The Public Safety Group Blog

 

How to Set a Cut Score

by  Nora Vanni     Jun 18, 2015

There are many ways to construct an exam. You can use short answer questions, fill in the blank questions, multiple-choice questions, true/false questions, essay questions: the possibilities are endless! When it comes to grading that exam, some questions have a single correct answer and some are graded on the accuracy and quality of the response. But how do you determine who passes the test?

What is a Cut Score?

The score at which a student passes or fails is called the cut score. It is the score that separates passing examinees from failing examinees. This standard is for a minimally acceptable candidate (MAC). Such an examinee isn’t an A or B student, but more a borderline C or D performer.

But… isn’t a cut score completely subjective or capricious? How do you determine it? Setting a cut score on what is an acceptable level of knowledge to possess is a critical and difficult task. Arbitrary cut scores, commonly 70% in typical letter grading, are a harmful standard, as they lack detailed information about the difficulty of the items and their importance.

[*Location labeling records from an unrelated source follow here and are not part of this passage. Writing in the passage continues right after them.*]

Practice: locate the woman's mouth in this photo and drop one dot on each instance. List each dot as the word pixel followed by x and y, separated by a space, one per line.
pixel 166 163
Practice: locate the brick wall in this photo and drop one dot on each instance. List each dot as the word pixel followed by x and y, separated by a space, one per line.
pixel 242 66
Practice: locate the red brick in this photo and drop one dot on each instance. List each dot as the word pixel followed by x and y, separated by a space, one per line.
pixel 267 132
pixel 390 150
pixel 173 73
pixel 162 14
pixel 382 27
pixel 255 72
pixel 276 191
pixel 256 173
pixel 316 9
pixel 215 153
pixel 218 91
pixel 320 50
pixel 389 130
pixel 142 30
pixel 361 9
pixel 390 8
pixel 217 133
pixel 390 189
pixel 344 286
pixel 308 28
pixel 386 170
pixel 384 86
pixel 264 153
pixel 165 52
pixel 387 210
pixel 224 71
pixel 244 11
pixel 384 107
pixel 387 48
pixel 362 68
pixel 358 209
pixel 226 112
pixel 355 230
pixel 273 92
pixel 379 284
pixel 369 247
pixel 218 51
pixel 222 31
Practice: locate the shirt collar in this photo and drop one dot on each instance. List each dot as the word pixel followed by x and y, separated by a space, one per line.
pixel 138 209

Norm-referenced grading (“grading on a curve”) can be similarly problematic. Designed to only pass the “best of the best,” the results with norm-reference are relevant to the cohort’s performance: some students definitely pass and some definitely fail. With this method, there may be candidates who have mastered the content that still fail.

Standard Setting

This process of determining an effective and valid cut score is referred to as standard setting.1 There are a number of methods for doing so, some of which are more common than others.

Many methods of standard setting utilize the expertise of Subject Matter Experts (SMEs). These item reviewers are experts in their fields, as well as (preferably) educators working in close proximity to students. The contribution of SMEs is significant because it impacts the validity of the exam items. By their involvement, SMEs lend the credibility of their experience and credentials to the exam itself.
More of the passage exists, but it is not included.